La "fraude potentielle" calculée par Tracfin, organisme de lutte contre les circuits financiers clandestins, serait de l'ordre de 50 millions d'euros par an.
L'Etat a dans son viseur "une centaine" d'accompagnateurs Rénov', qu'il suspecte d'usurper l'identité de ménages et de manipuler les audits énergétiques pour percevoir des aides pour des travaux inexistants ou surévalués.
Le gouvernement veut aussi limiter le gonflement des prix, affirmant que le coût des travaux a augmenté de 7% en 2025 par rapport à 2024, bien plus que l'inflation, d'environ 2%.
Combien ça coûte ?
MaPrimeRénov' dispose d'un budget de 3,6 milliards d'euros pour 2025, abondé à hauteur de 2,3 milliards d'euros par l'Etat. Le reste de l'enveloppe provient des quotas carbone et des certificats d'économie d'énergie (CEE), financés par les entreprises.
Avec ces fonds, l'objectif fixé par l'Etat est de réaliser 100.000 rénovations globales de logements et 250.000 rénovations par geste.

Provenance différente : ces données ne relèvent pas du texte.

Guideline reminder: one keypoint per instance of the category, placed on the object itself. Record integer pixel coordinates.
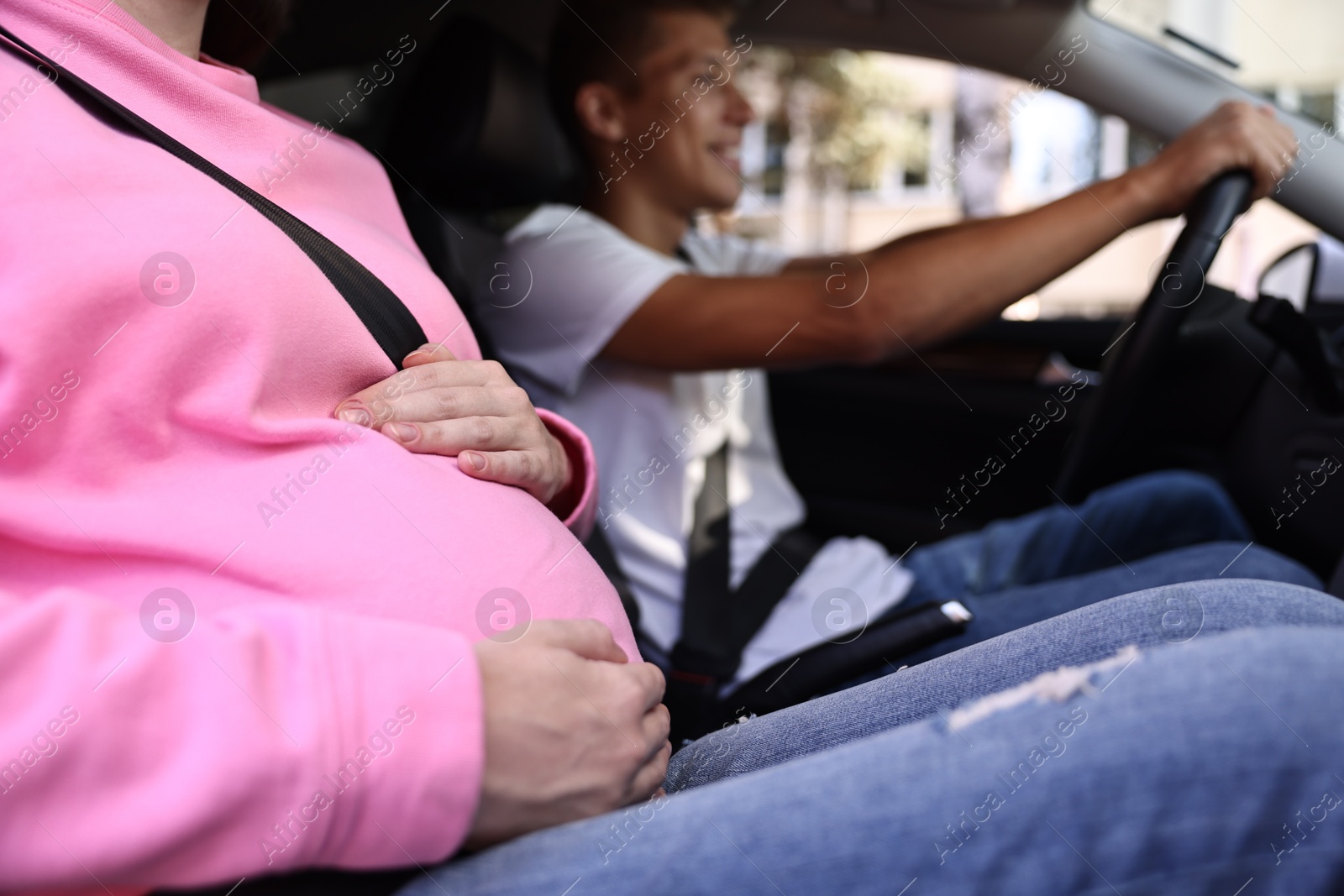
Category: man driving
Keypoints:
(655, 338)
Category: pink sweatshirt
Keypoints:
(165, 422)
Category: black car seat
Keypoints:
(479, 145)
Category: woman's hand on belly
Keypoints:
(470, 410)
(571, 730)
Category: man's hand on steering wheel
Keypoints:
(1236, 134)
(470, 410)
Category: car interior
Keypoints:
(1198, 378)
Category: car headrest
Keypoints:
(475, 130)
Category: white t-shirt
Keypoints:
(652, 430)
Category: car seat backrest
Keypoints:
(475, 129)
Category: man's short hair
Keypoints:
(600, 39)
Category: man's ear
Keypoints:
(600, 112)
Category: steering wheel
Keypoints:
(1148, 340)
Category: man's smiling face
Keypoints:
(685, 102)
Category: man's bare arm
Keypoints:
(929, 285)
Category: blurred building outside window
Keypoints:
(851, 149)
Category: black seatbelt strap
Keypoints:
(390, 322)
(707, 610)
(717, 621)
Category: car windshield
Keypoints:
(1290, 51)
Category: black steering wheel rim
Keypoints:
(1151, 336)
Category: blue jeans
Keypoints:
(1133, 535)
(1209, 757)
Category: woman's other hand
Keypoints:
(470, 410)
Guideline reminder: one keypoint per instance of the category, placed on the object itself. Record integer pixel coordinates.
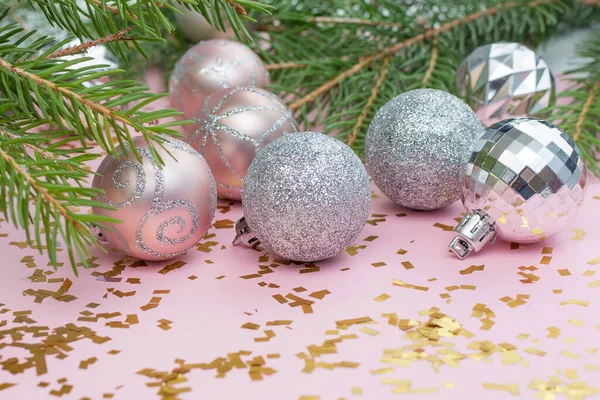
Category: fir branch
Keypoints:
(312, 96)
(118, 36)
(585, 110)
(374, 92)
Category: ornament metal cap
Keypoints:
(244, 234)
(474, 231)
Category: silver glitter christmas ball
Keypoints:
(505, 79)
(165, 211)
(211, 66)
(306, 196)
(232, 126)
(525, 181)
(416, 144)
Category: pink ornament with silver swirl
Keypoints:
(211, 66)
(164, 211)
(232, 126)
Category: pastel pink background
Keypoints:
(207, 314)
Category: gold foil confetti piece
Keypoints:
(369, 331)
(345, 323)
(310, 270)
(471, 269)
(250, 325)
(224, 224)
(545, 260)
(515, 303)
(279, 322)
(251, 276)
(320, 294)
(307, 309)
(170, 267)
(511, 388)
(83, 364)
(398, 282)
(569, 354)
(280, 298)
(446, 228)
(381, 371)
(595, 261)
(407, 265)
(382, 297)
(536, 352)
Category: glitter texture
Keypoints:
(306, 196)
(506, 79)
(526, 174)
(231, 126)
(211, 66)
(164, 211)
(416, 144)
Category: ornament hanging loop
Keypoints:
(244, 234)
(474, 231)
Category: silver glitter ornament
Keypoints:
(416, 144)
(525, 181)
(165, 211)
(505, 79)
(232, 126)
(211, 66)
(306, 197)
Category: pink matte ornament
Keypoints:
(211, 66)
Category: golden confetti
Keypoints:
(382, 297)
(595, 261)
(446, 228)
(398, 282)
(407, 265)
(471, 269)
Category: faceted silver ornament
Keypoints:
(525, 181)
(306, 196)
(505, 79)
(416, 144)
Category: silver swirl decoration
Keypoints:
(140, 181)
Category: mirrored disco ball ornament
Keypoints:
(211, 66)
(505, 79)
(164, 211)
(416, 144)
(232, 126)
(525, 181)
(306, 197)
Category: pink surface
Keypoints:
(207, 315)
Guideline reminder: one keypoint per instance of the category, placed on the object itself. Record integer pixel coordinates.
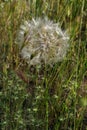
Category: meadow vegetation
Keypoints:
(43, 98)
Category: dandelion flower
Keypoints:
(42, 41)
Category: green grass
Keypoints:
(58, 100)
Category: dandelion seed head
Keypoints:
(42, 41)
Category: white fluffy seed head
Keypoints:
(42, 41)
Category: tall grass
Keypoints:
(57, 100)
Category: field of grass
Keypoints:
(58, 100)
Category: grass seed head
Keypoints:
(42, 41)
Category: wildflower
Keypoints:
(42, 41)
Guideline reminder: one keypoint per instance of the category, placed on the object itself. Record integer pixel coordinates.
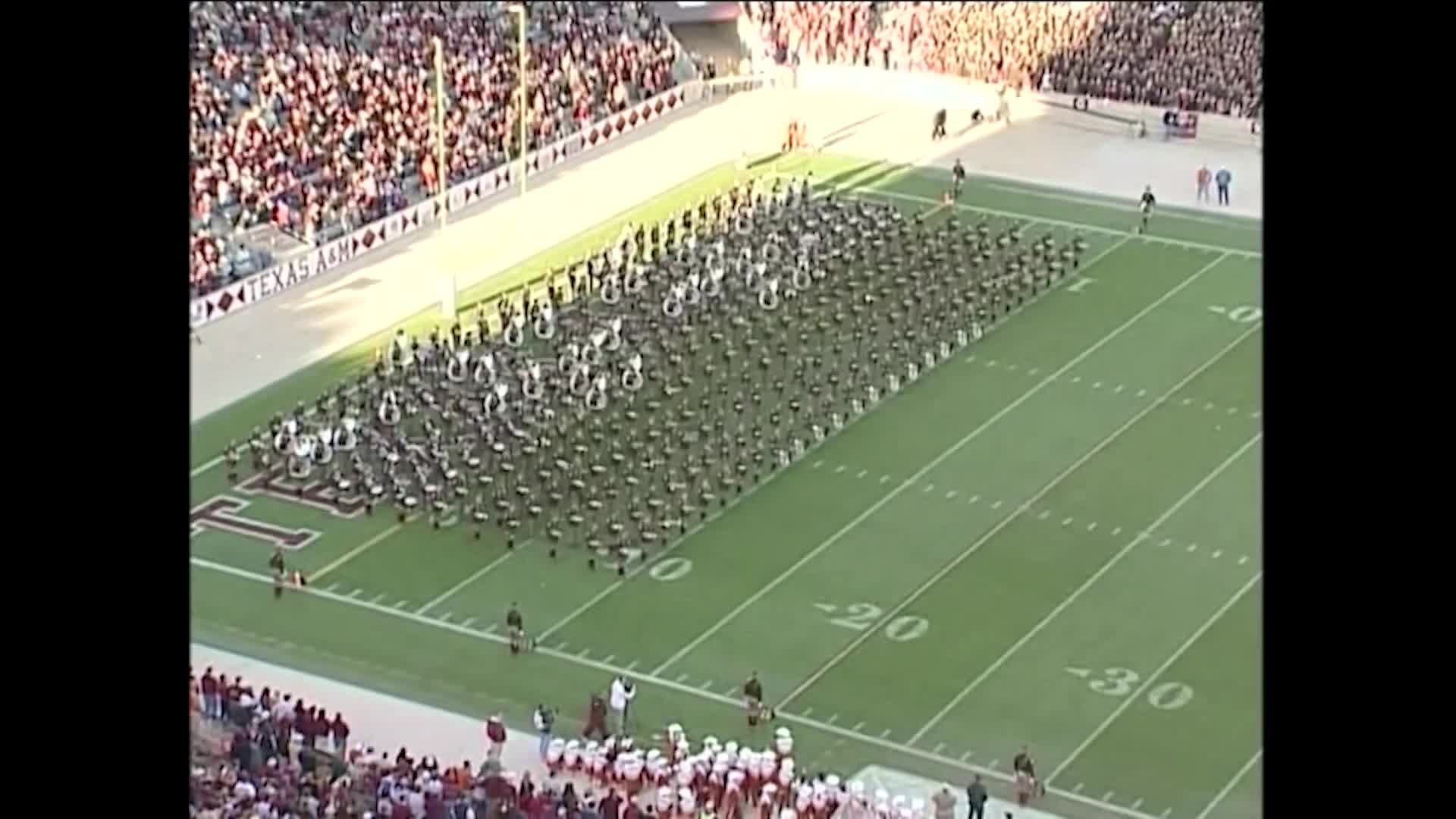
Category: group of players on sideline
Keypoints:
(286, 757)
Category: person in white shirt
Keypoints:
(622, 695)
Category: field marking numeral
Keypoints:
(1245, 314)
(900, 630)
(1120, 682)
(859, 618)
(670, 569)
(908, 629)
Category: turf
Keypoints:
(1052, 539)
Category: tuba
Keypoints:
(610, 290)
(545, 324)
(769, 295)
(457, 366)
(347, 438)
(632, 376)
(514, 333)
(635, 280)
(598, 395)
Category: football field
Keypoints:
(1053, 538)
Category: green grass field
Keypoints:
(1052, 539)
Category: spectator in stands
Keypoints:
(1196, 55)
(319, 117)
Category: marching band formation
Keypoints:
(723, 780)
(663, 375)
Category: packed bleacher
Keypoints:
(1196, 55)
(319, 117)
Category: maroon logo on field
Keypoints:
(220, 513)
(316, 494)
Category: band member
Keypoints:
(1145, 206)
(516, 627)
(753, 698)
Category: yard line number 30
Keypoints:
(865, 615)
(1120, 682)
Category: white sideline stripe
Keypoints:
(1078, 592)
(1226, 789)
(1056, 222)
(696, 528)
(730, 700)
(353, 553)
(941, 458)
(1152, 678)
(1006, 521)
(466, 582)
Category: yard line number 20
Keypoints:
(1120, 682)
(900, 630)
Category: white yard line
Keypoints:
(692, 531)
(354, 553)
(653, 679)
(1087, 585)
(1138, 695)
(1059, 223)
(1242, 771)
(935, 463)
(1005, 522)
(466, 582)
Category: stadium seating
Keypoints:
(318, 117)
(1196, 55)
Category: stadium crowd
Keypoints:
(1196, 55)
(268, 755)
(319, 117)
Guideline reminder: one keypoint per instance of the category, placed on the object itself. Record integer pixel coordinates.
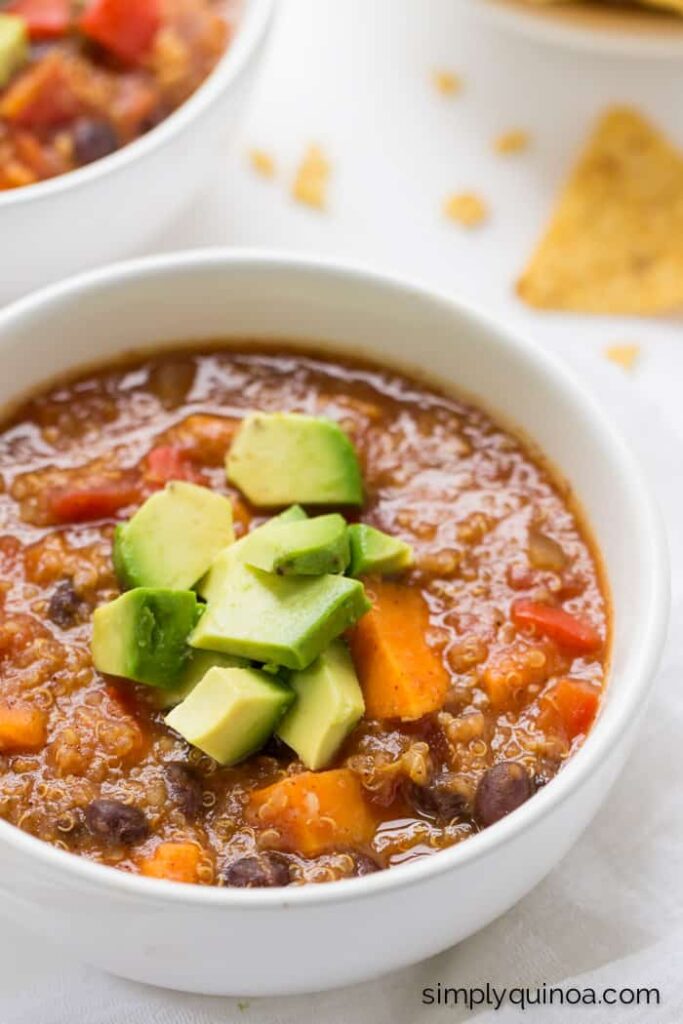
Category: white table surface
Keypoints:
(355, 76)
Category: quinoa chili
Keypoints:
(503, 606)
(79, 81)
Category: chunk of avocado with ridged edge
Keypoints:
(375, 551)
(311, 547)
(142, 635)
(13, 45)
(329, 705)
(285, 620)
(282, 458)
(173, 538)
(231, 713)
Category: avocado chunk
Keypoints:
(285, 620)
(374, 551)
(173, 538)
(13, 45)
(329, 705)
(196, 669)
(311, 547)
(142, 635)
(282, 458)
(231, 713)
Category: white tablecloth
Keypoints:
(355, 76)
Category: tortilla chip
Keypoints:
(312, 177)
(446, 82)
(262, 163)
(615, 242)
(512, 141)
(466, 209)
(624, 355)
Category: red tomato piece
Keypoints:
(566, 630)
(42, 96)
(572, 704)
(168, 463)
(45, 18)
(98, 501)
(127, 28)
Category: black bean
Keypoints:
(365, 864)
(93, 139)
(116, 822)
(184, 787)
(65, 605)
(440, 799)
(258, 871)
(501, 790)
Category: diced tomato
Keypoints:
(168, 463)
(127, 28)
(98, 501)
(571, 704)
(45, 18)
(566, 630)
(42, 96)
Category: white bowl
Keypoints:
(108, 209)
(594, 28)
(291, 940)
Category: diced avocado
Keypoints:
(173, 539)
(286, 620)
(329, 705)
(311, 547)
(196, 669)
(213, 581)
(13, 45)
(142, 635)
(231, 713)
(373, 551)
(281, 458)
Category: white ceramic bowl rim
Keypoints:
(635, 680)
(252, 25)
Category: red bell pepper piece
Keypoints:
(566, 630)
(44, 18)
(126, 28)
(168, 463)
(96, 501)
(571, 704)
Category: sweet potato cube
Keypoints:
(400, 675)
(314, 811)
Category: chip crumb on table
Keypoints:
(466, 209)
(262, 162)
(614, 244)
(512, 141)
(446, 82)
(312, 178)
(625, 355)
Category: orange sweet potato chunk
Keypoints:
(400, 675)
(314, 811)
(173, 861)
(22, 728)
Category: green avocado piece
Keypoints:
(142, 635)
(173, 538)
(13, 45)
(285, 620)
(374, 551)
(196, 669)
(281, 458)
(329, 706)
(231, 713)
(311, 547)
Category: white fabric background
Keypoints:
(354, 75)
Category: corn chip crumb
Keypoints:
(467, 209)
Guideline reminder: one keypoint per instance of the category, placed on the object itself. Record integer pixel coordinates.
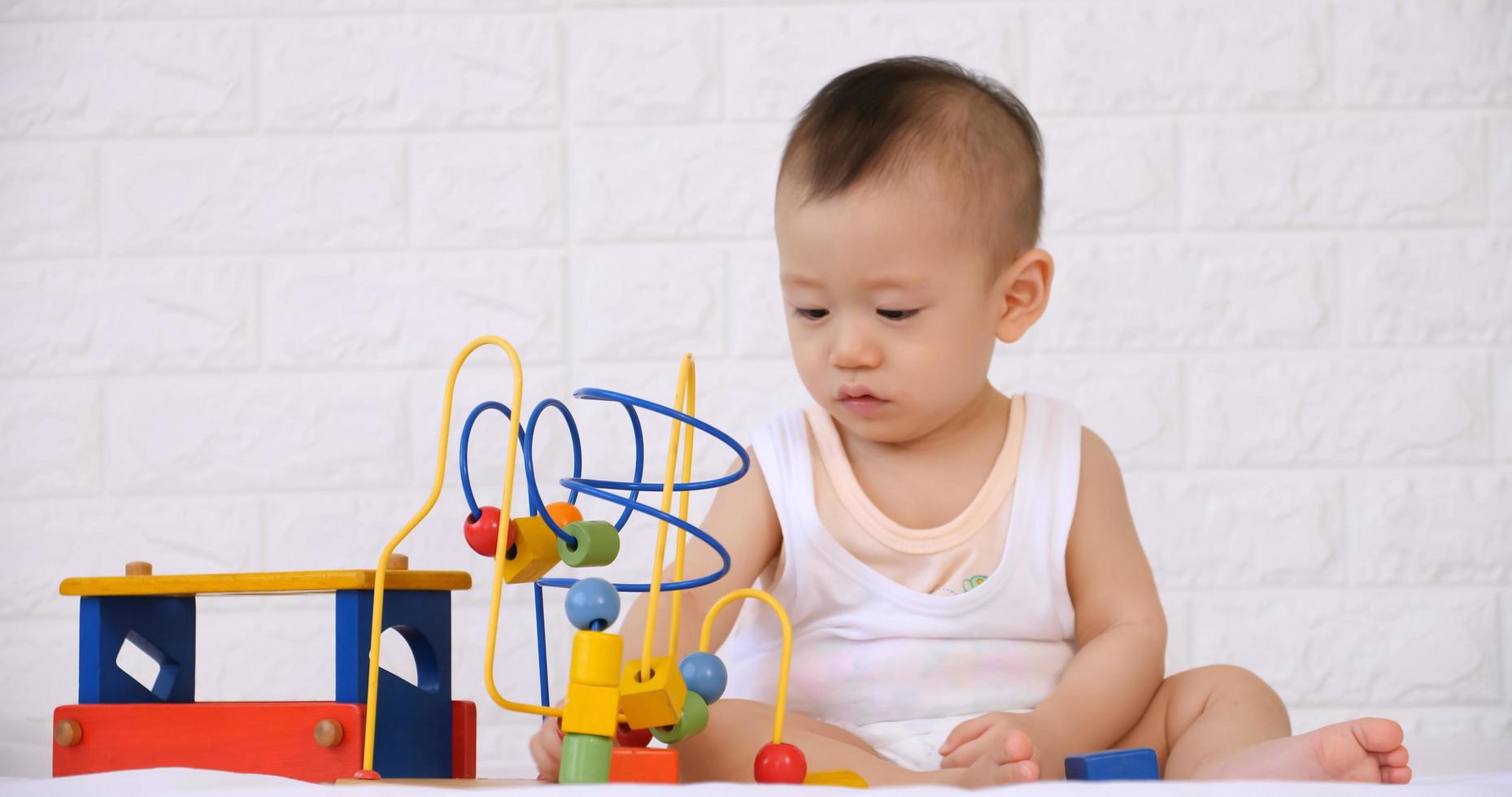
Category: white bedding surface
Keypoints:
(198, 782)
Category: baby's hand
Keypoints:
(977, 737)
(547, 749)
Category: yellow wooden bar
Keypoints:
(297, 581)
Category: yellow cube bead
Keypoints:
(656, 700)
(591, 710)
(596, 658)
(534, 551)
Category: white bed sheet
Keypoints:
(200, 782)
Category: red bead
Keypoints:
(482, 533)
(630, 737)
(781, 764)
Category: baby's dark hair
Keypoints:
(890, 117)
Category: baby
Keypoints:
(968, 593)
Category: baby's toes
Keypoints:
(1018, 746)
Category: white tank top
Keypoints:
(868, 649)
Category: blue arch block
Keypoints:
(415, 721)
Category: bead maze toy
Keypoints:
(381, 726)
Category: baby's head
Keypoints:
(908, 212)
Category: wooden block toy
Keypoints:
(835, 777)
(533, 554)
(264, 738)
(1130, 764)
(643, 765)
(655, 702)
(591, 710)
(586, 760)
(596, 658)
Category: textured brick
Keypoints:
(253, 195)
(49, 439)
(649, 303)
(1329, 647)
(65, 81)
(416, 311)
(779, 58)
(50, 198)
(1429, 290)
(1431, 528)
(1109, 176)
(241, 8)
(408, 73)
(121, 316)
(1135, 406)
(1230, 531)
(1190, 294)
(496, 191)
(758, 315)
(1305, 172)
(1340, 410)
(1501, 399)
(1179, 56)
(644, 67)
(1501, 174)
(1425, 54)
(86, 536)
(675, 182)
(271, 433)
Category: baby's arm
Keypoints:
(1121, 633)
(1121, 628)
(744, 522)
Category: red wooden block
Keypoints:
(464, 738)
(643, 765)
(264, 738)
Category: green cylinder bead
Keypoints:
(695, 719)
(598, 543)
(586, 760)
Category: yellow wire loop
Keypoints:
(686, 385)
(787, 646)
(429, 503)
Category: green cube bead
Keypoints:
(598, 543)
(586, 760)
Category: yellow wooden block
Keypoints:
(591, 710)
(835, 777)
(297, 581)
(596, 658)
(533, 554)
(656, 700)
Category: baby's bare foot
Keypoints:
(1013, 763)
(1366, 751)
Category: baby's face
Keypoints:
(890, 306)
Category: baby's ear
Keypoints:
(1024, 290)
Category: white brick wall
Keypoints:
(241, 241)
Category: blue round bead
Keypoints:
(705, 675)
(593, 601)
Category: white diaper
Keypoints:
(912, 744)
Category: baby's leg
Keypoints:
(1227, 723)
(739, 729)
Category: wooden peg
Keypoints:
(67, 732)
(327, 732)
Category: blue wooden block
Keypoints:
(413, 737)
(160, 626)
(1131, 764)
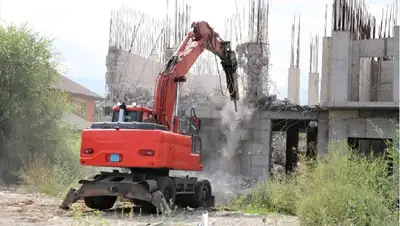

Ce budget a été réduit par rapport à 2024. L'Anah avait prévu un budget de plus de 5 milliards d'euros pour la rénovation énergétique l'année passée mais seuls 3,29 milliards ont été versés. L'Etat a donc réduit sa dotation de 3,7 milliards en 2024 à 2,3 pour 2025.
En 2024, 340.801 logements ont bénéficié d'aides MaPrimeRénov', dont 91.374 rénovations globales de logements. Depuis 2020, le bilan est de 2,5 millions de logements rénovés, dont 350.000 rénovations globales.
Le montant moyen de l'aide accordée par l'Anah pour une rénovation d'ampleur est de 41.201 euros en 2025.